Here at Shenwick & Associates, we counsel our
clients to avoid violating any laws and regulations. While our
colleagues of the criminal defense bar may lose work from such advice,
it keeps our disciplinary record
clean, our malpractice insurance premiums low and our clients out of
trouble.
However, that's not always possible when dealing with marijuana, which remains a
Schedule I substance under the federal
Controlled Substances Act (which means that the federal government
considers to have a high potential for abuse, no currently accepted
medical use in treatment in the United States and there is a lack of
accepted safety for use under
medical supervision. In contrast,
23 states and the District of Columbia have enacted medical marijuana laws, and two states (
Colorado and
Washington State) have taxed and regulated marijuana for adult non–medical use. This November,
Oregon,
Alaska and
the District of Columbia will be voting on the adult non–medical use of marijuana.

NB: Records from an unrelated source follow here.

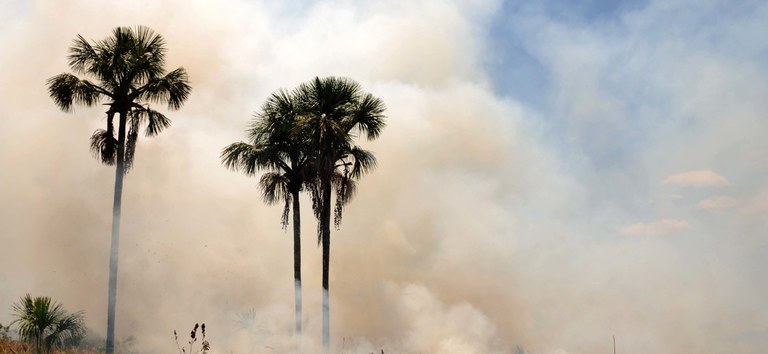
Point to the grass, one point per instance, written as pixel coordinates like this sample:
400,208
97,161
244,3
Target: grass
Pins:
8,346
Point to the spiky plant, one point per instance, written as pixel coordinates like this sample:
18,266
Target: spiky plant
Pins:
44,323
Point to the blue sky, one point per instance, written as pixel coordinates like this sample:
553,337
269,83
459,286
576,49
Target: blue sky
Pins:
551,174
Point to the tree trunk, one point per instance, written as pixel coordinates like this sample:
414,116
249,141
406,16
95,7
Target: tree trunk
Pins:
297,260
113,252
325,222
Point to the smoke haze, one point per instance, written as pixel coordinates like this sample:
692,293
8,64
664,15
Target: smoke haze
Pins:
627,198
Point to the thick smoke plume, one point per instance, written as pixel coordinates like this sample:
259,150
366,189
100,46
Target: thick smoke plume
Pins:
476,234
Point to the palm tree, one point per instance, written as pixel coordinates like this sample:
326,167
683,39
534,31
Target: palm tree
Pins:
46,324
333,112
275,148
128,72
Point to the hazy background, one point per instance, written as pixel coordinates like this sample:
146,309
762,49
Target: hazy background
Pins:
551,175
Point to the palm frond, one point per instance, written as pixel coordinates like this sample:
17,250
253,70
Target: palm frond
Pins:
104,146
154,121
66,89
363,161
173,89
130,144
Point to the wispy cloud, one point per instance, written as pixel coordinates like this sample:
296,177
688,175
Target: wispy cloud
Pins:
718,202
697,178
659,227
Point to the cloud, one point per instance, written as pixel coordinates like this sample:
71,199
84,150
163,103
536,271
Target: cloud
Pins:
697,178
660,227
718,202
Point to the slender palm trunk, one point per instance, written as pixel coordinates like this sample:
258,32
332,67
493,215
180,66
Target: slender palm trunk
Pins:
325,222
297,260
113,252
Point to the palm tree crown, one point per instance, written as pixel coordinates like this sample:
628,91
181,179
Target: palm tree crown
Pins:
275,147
333,113
128,72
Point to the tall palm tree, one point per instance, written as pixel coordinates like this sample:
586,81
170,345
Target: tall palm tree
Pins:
274,147
128,72
46,324
333,112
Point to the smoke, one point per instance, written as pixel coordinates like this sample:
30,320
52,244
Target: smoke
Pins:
480,231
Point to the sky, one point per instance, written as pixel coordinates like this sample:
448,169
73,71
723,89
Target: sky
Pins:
552,174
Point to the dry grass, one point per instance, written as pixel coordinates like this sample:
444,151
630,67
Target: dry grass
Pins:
8,346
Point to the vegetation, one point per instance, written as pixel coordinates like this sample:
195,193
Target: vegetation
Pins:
305,139
205,346
333,112
273,147
128,69
45,324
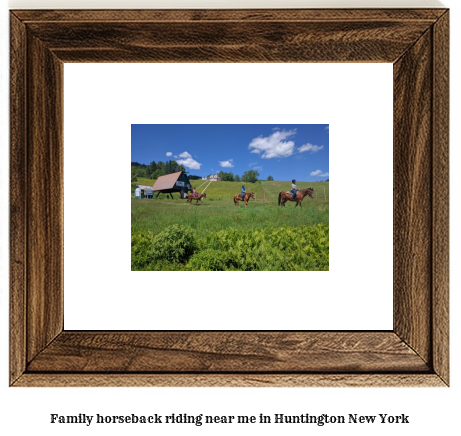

This fundamental conflict between federal law and state law has had unusual consequences for marijuana entrepreneurs. Due to
an obscure provision of the Internal Revenue Code, marijuana
businesses aren't able to deduct ordinary and necessary business
expenses from their federal taxable income. And despite the issuance of
new, highly restrictive guidelines by
the Financial Crimes Enforcement Network in February on how banks can provide services to marijuana businesses without violating their obligations under
the Bank Secrecy Act, marijuana businesses remain largely dependent on cash.
The latest example of the problems that the conflict between state and
federal law can cause impacts one of main practices–bankruptcy and
creditors' rights (we also have a residential and commercial real estate
practice). In August, a
United States Bankruptcy Judge in Denver dismissed
the Chapter 7 case of Frank and Sarah Arenas. Mr. Arenas is in the
business of wholesale marijuana production and distribution. The UST's
motion to dismiss the case was based on Bankruptcy Judge Tallman's
holding in a prior Chapter
11 Colorado bankruptcy case,
In re Rent-Rite Super Kegs West Ltd.
In reviewing the United States Trustee's motion to dismiss and the
Debtors' motion to convert the case to a case under Chapter 13 of the
Bankruptcy Code, Bankruptcy Judge Tallman held that the Chapter 7
Trustee assigned to the case
couldn't take control of Mr. Arenas' assets or liquidate his inventory
without "directly involving [the Chapter 7 Trustee] in the commission of
federal crimes." Similarly, the Debtors couldn't convert their case to
one under
Chapter 13 of the Bankruptcy Code (which would allow them to pay off
debts over time) because the plan would be funded "from profits of an
ongoing criminal activity under federal law" and involve the trustee in
distribution of funds
derived from violation of the law.
Section 1325(a)(3) of the Bankruptcy Code requires that a bankruptcy
court find that a plan is "proposed in good faith and not by any means
forbidden by law" to be confirmable. Bankruptcy courts in
California and
Oregon have issued similar holdings.
In practice, this means that creditors of marijuana businesses should
avoid involuntary bankruptcy filings against marijuana businesses, but
may look to state law alternatives to bankruptcy, such as foreclosure
under
the Uniform Commercial Code, assignment for the benefit of creditors, composition and receivership.